Loughran McDonald-SA-2020 Sentiment Word List

dataset

posted on 2021-04-12, 08:42 authored by Michelle Terblanche, Vukosi MarivateVukosi Marivate

The Loughran and McDonald Sentiment Word Lists were developed using corporate 10-K reports between 1994 and 2008 [14]. These reports are relevant to companies in the United States of America and required by the U.S. Securities and Exchange Commission (SEC)14.The motivation for building the LM-SA-2020 word list was based on an experiment using the above-mentioned original lists to detect sentiment-carrying words in South African financial article headlines. A corpus of 808 financial articles (relating to Sasol) were used and only 37% of headlines had words of which the sentiment matched that of the words in the Loughran and McDonald Sentiment Word Lists correctly according to ground truth labels. A gap was therefore identified in developing a method for predicting sentiment of financial articles in a South African context. Due to the size of data set, it was possible to manually examine the head-lines to identify sentiment-carrying words to be included in the original wordlists.

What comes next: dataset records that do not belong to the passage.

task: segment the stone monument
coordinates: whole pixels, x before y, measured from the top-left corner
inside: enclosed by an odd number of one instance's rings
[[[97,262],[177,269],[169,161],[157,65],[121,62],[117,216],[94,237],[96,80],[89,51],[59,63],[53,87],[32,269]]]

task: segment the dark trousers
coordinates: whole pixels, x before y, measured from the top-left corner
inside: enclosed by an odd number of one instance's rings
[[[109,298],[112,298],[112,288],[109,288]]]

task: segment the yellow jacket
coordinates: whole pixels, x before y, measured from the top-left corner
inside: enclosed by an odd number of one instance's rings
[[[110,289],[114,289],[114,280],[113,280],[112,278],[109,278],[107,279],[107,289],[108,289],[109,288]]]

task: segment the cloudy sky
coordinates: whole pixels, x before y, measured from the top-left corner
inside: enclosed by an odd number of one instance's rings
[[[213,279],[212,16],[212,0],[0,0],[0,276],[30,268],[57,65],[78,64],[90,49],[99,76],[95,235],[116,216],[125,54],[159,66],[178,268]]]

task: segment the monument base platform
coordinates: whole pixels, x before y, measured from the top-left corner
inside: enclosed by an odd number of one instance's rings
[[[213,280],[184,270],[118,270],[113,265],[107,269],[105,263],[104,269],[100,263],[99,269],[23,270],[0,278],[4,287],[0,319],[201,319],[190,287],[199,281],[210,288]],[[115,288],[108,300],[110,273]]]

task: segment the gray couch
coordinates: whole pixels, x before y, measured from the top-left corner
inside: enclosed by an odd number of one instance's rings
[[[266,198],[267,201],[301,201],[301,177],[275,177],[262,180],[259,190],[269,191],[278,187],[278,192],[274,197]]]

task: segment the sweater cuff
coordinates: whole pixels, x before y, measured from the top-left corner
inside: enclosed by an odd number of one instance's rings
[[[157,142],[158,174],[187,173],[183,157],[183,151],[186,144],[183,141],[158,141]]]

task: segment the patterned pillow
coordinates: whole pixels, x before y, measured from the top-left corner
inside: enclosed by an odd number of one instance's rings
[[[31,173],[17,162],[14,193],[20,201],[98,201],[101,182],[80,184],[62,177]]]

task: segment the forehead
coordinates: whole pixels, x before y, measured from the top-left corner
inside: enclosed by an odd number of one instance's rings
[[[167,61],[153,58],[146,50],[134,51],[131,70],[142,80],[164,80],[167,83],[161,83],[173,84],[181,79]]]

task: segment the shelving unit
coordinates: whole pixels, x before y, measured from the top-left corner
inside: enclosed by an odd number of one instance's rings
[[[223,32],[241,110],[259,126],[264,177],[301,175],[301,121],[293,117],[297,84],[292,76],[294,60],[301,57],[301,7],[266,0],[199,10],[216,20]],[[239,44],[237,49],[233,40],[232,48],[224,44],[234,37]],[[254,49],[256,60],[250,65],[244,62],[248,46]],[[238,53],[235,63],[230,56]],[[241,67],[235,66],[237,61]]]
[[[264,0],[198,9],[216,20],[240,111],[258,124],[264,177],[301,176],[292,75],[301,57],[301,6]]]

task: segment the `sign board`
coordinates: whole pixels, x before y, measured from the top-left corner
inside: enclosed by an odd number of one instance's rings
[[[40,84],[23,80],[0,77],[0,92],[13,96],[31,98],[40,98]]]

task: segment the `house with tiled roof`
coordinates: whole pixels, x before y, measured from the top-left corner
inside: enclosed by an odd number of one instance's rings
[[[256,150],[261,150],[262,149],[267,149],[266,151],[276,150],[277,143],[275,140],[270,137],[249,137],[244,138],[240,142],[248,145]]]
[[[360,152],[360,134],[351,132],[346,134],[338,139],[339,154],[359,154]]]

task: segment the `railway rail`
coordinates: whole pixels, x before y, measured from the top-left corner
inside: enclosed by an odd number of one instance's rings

Furthermore, synonyms were added for the existing words in the Loughran and McDonald Sentiment Word Lists using NLTK’s WordNet16 interface. The sentiment detection/prediction accuracy improved by 29% using the new word list. This sentiment word list can be further expanded/improved in future by increasing the size of the data set and/or including data from other companies. It highlights the need for not only domain-specific sentiment prediction tools but also region-specific corporate.